The Museum of the City of New York recently celebrated the completion of the first phase of an extensive, $97-million renovation and expansion plan designed by Polshek Partnership Architects. The most notable component of phase one is a new single-story, 3,000-square-foot glass pavilion attached to the rear of the existing building at 1220 Fifth Avenue. Other important features remain largely invisible because they’re located underground: the $28 million project adds two additional levels beneath the pavilion for a much-needed curatorial center, which provides environmental controls and equipment to help preserve the museum’s photographs, prints, textiles, and other artifacts. The museum’s entrance has also been restored, and outdoor terraces have been redesigned and landscaped.

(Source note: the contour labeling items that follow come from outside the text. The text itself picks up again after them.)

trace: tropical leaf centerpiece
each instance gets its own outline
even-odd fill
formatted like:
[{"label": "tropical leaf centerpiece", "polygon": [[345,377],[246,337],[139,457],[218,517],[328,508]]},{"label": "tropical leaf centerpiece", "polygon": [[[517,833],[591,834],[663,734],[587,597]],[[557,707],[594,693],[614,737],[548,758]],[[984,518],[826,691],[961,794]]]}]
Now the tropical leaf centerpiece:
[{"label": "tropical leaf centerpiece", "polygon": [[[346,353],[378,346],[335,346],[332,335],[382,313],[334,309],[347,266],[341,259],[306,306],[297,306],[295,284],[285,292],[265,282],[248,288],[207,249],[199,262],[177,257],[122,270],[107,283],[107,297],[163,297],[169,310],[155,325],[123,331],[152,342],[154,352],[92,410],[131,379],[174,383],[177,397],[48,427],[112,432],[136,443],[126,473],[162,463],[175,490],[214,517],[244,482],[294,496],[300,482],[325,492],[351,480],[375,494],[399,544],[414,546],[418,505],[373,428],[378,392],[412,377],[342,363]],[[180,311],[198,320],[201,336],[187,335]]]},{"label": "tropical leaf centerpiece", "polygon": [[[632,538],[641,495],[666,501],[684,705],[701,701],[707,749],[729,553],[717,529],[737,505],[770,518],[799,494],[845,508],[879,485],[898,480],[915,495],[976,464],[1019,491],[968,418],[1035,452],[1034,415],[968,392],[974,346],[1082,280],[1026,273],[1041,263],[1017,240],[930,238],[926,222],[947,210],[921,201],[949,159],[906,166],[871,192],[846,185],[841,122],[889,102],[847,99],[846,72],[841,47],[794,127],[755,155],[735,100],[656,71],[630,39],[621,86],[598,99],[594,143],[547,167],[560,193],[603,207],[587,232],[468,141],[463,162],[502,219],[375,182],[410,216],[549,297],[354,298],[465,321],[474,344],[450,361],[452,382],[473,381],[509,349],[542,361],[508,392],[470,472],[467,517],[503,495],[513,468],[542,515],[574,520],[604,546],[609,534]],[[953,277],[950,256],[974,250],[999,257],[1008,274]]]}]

The original building, designed by Joseph H. Freedlander in 1932, was designated a city in landmark in 1967. The Polshek addition has the blessing of New York City’s Landmarks Preservation Commission. “People weighed in positively, but they did so in the belief that the time had arrived where one could append a contemporary work of architecture to a Georgian Revival building,” says James S. Polshek, FAIA. “This is a very pure addition. When you enter, it’s quite a new world. It has height and is very light.”
The expansion is designed as a three-phase project so that the museum can remain open during construction. Phase two, which is now under way, includes new office space on the fourth and fifth floors, the renovation of existing galleries and classrooms, the redesign of the museum shop, and the addition of climate control and an upgraded electrical system in the museum’s south wing. Phase three will involve the renovation of the north wing.
Polshek notes that it has been a long road: His firm designed an expansion plan for the museum in the mid ’80s, but it was scrapped due to lack of funding. The firm began working on the current plan in 2003. With the first phase finished, and full completion expected in 2011, Polshek says the museum “can now take its place amongst the great city museums of the world.”